Nothing Phone (3) First Impressions: A Bold Bet with Niche Appeal
After spending about an hour with the Nothing Phone (3), I can say one thing for sure — this is not a phone trying to play safe. It’s Carl Pei and the team doubling down on their identity. Whether that identity finds enough takers at this price point in India is the bigger question.
Let’s break it down.

Design: A Camera You Might Hate to Love
When the Phone (3) renders first leaked, I, like many online, winced at that oddly placed, asymmetric camera module. But in person? It's not as offensive as I feared. In fact, it's kind of interesting. There’s a certain confident weirdness to it, and somehow, the rear layout looks more “designed” than “compromised.”

Build-wise, it carries forward Nothing’s signature transparent aesthetic, similar to the Phone 2 and the 3A/3A Pro, the same sandwich of Gorilla Glass and a metal frame, with an IP68 rating now. In-hand feel is solid and familiar, though slightly heavier at 218 grams. Buttons and port placements are identical to the 3A series.
The real design story, however, is the Glyph Matrix.
Glyph 2.0: From Gimmick to Playground
The Glyph Interface isn’t new anymore, but on Phone (3), it finally feels like it has a reason to exist beyond just being flashy. You now get a full disc made of 489 micro LEDs capable of showing animations, basic icons, contact-based pixel avatars, and “Glyph Toys” like a timer, a compass, a mini Magic 8 Ball, and even a DIY selfie mirror.

There's a physical Glyph Button too — a single press lets you toggle through widgets and games, and a long press activates them. It’s fun, it's geeky, and it’s very Nothing. Whether that fun translates into long-term utility is something we’ll test in our full review.
What’s more promising is that Nothing is open-sourcing this interface for developers. So the Glyph might actually evolve into something smarter than just a light show. For now though, it’s still more form than function.
Nothing OS 3.5: Clean, Fast, and a Little Smarter
Out of the box, Phone (3) runs on Nothing OS 3.5, layered over Android 15. It looks and feels like Nothing – clean fonts, dot animations, monochrome widgets, but with more intelligence under the hood.

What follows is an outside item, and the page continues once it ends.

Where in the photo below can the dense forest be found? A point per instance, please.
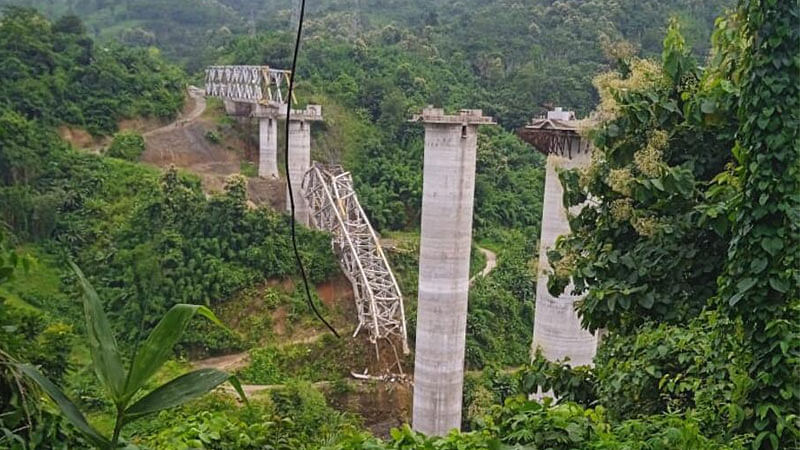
(686, 252)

Performance during my short time with the phone was snappy. Apps launched fast, animations were fluid, and the UI feels intentional, not bloated. Features like Essential Space (your second brain for notes, screenshots, and voice transcriptions) are now out of early access and reportedly seeing adoption. Nothing says 1 in 5 users have tried it. If executed well, this could be one of those quietly powerful tools, especially for creators and busy professionals.
There’s also a new Essential Search — a system-wide smart bar you can pull up from the bottom to look up anything from contacts to currency conversion. Think of it as Spotlight Search for Android, but sleeker. I’ll reserve judgment for now, but it looks promising.

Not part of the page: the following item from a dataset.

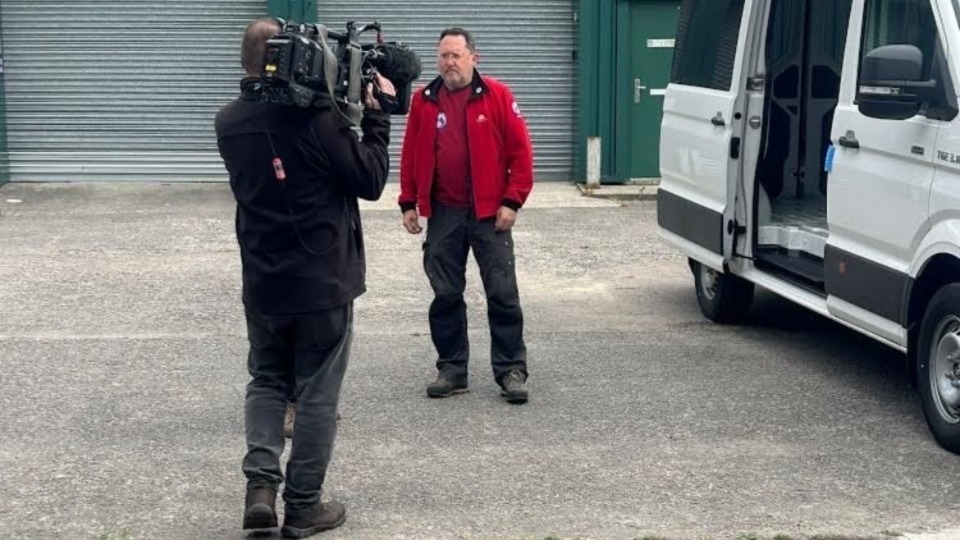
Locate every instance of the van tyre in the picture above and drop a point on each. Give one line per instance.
(723, 298)
(938, 366)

Specs: A Snapdragon Sandwich with Missing Layers?
On paper, the Phone (3) runs on the Snapdragon 8s Gen 4, not the flagship 8 Elite. The difference might matter to benchmark nerds, but Carl Pei clearly wants to push the conversation back to real-world experience over raw specs. Same story with the USB Type-C 2.0 port, which is a slightly baffling choice for a phone that costs ₹79,999.
The display, though, looks fantastic. A 6.67-inch flexible AMOLED panel with up to 4500 nits peak brightness, 120Hz adaptive refresh rate, and HDR10+ support.
Verdict (So Far): Cool, But Niche
The Nothing Phone (3) is a risk. And I don’t mean that in a bad way.
It’s not a phone made for everyone. It doesn’t try to win on pure specs. Instead, it leans into personality, aesthetic, and a fresh take on interaction. And honestly, I respect that. There are too many clones in the smartphone market. Nothing is at least trying to do something different.

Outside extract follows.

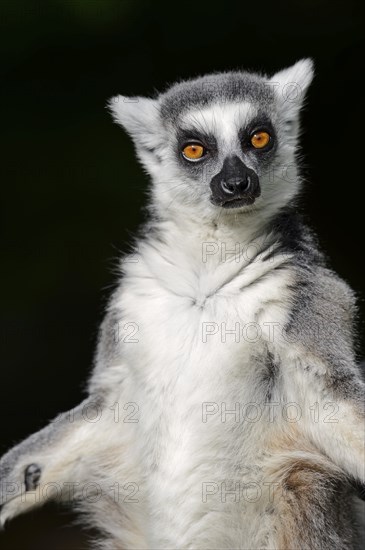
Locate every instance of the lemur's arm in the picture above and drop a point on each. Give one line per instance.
(43, 465)
(320, 375)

But at ₹79,999 (12GB + 256GB) and ₹89,999 (16GB + 512GB), it’s entering brutal territory — a segment where Apple and Samsung rule, and even established Android brands like Xiaomi, Vivo, and OPPO struggle to break through.
It’s not about whether the Phone (3) is a bad product, in my first impression it’s not. It’s well made, thoughtfully designed, and snappy in usage. But will Indian consumers see ₹80K worth of value in Glyph lights, Essential Space, and quirky design? That’s a harder sell.

If the Phone (3) manages to carve a niche community the way Air Jordans or hype watches do, it could work. But phones don’t benefit from exclusivity the way sneakers do. For a product line to scale, utility and value almost always win over aesthetic.
Still, I’ll say this: it’s refreshing to see a brand try.